TSV (tab-separated values) is CSV's quieter, better-behaved cousin. Because tab characters essentially never appear inside real-world fields, TSV usually needs no quoting at all, which makes it far simpler to parse correctly by hand and far less prone to the comma-in-a-field bug. If you get to choose the format for a data export, TSV is often the safer pick.

Parsing CSV in JavaScript

Don't hand-roll it. Papa Parse is the standard and handles quoting, embedded newlines, delimiter detection, and headers:

import Papa from 'papaparse';

const csv = `id,name,note
1,"Smith, John","He said ""hi"""`;

const result = Papa.parse(csv, {
  header: true,        // use first row as keys
  skipEmptyLines: true,
  dynamicTyping: false // keep everything as strings — safer for IDs
});

console.log(result.data);
// [{ id: "1", name: "Smith, John", note: 'He said "hi"' }]

// Going the other way:
const out = Papa.unparse([{ id: 1, name: "Smith, John" }]);

Note dynamicTyping: false. Letting a parser auto-convert types reintroduces the leading-zero and precision problems on the code side. Keep values as strings unless you have a reason not to.

Parsing CSV in Python

The standard library csv module handles the format correctly. For data analysis, pandas is the workhorse — but mind the dtype trap:

import csv

# Standard library — correct quoting and newline handling
with open('data.csv', newline='', encoding='utf-8-sig') as f:
    for row in csv.DictReader(f):
        print(row['name'])

# pandas — read everything as text to protect IDs and zip codes
import pandas as pd
df = pd.read_csv('data.csv', dtype=str, keep_default_na=False)

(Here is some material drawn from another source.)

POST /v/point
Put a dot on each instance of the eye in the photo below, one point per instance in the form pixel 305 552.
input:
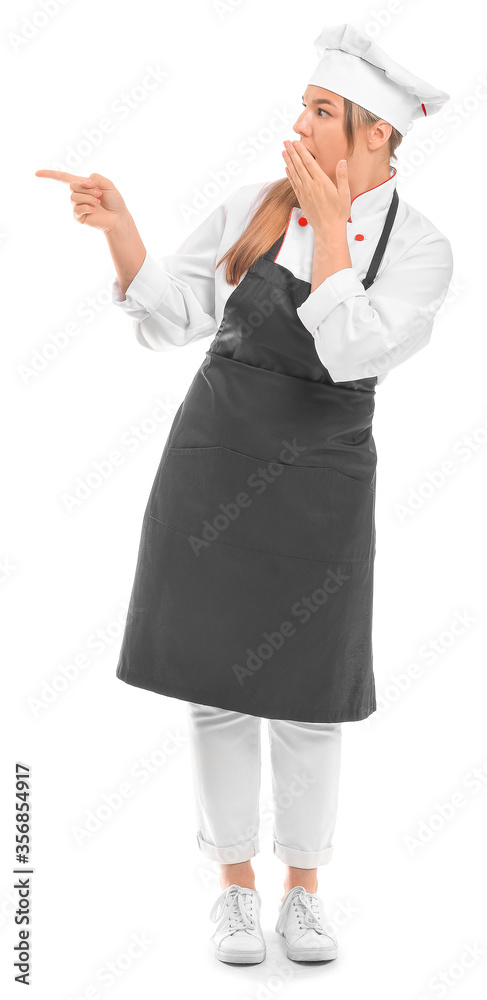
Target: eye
pixel 319 110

Two details that prevent real bugs: encoding='utf-8-sig' transparently strips a UTF-8 BOM if present, and dtype=str stops pandas from turning 07920 into 7920 or a long ID into a float.

CSV on the command line

# csvkit — a proper CSV toolkit (pip install csvkit)
csvlook data.csv            # pretty-print as a table
csvcut -c name,city data.csv # select columns by name
csvstat data.csv            # summary stats per column

# Quick peek without extra tools
column -s, -t data.csv | less -S   # align columns (naive — breaks on quoted commas)

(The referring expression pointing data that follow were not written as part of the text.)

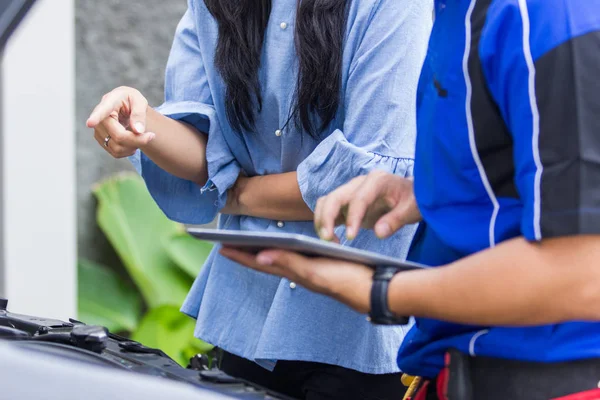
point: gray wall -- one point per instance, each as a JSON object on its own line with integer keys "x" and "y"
{"x": 119, "y": 42}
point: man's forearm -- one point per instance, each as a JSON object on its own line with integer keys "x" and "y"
{"x": 275, "y": 197}
{"x": 178, "y": 148}
{"x": 515, "y": 284}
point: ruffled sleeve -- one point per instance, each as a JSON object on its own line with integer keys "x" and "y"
{"x": 188, "y": 99}
{"x": 337, "y": 161}
{"x": 379, "y": 129}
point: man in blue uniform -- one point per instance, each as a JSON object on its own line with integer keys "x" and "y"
{"x": 507, "y": 189}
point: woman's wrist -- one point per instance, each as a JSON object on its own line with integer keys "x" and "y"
{"x": 235, "y": 197}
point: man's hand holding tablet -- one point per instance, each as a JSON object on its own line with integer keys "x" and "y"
{"x": 380, "y": 200}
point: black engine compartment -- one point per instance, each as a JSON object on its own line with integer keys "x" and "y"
{"x": 95, "y": 345}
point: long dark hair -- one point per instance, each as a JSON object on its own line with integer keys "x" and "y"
{"x": 319, "y": 40}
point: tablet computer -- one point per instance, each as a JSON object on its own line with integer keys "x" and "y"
{"x": 253, "y": 242}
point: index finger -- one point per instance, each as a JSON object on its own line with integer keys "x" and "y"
{"x": 329, "y": 208}
{"x": 109, "y": 104}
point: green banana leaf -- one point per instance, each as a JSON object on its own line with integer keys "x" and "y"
{"x": 166, "y": 328}
{"x": 137, "y": 229}
{"x": 105, "y": 299}
{"x": 188, "y": 252}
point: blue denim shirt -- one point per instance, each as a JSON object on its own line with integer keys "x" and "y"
{"x": 265, "y": 318}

That last column trick is handy for a quick look but is itself a naive splitter — it will misalign rows that contain quoted commas. Fine for eyeballing, not for anything that matters.

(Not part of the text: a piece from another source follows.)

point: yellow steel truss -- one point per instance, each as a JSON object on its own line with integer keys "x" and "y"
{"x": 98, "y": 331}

Converting between CSV and JSON

This is one of the most common CSV tasks: an API speaks JSON, a spreadsheet speaks CSV, and you need to move between them. The mapping is straightforward — each CSV row becomes a JSON object keyed by the header row — but the same quoting and encoding rules apply in both directions. A field containing a comma or newline must be quoted on the way out, and the header names become your JSON keys, so trailing spaces or a stray BOM in the header will show up as malformed keys.

How to avoid the pain

A short checklist that prevents most CSV disasters:

  • Never split on commas or newlines yourself. Use a real parser, always.
  • Declare your encoding as UTF-8, and strip the BOM on read. Add a BOM on write only when the consumer is Excel.
  • Keep values as strings through the parse step. Convert types deliberately, not automatically.
  • Detect the delimiter instead of assuming a comma, especially for files that may have come from Excel in another locale.
  • Avoid round-tripping data through Excel. If you must, mark ID columns as Text on import.
  • Prefer TSV when you control the format and the data may contain commas.

CSV will never be elegant. But once you know where the bodies are buried, it's entirely predictable — which, for a format this universal, is good enough.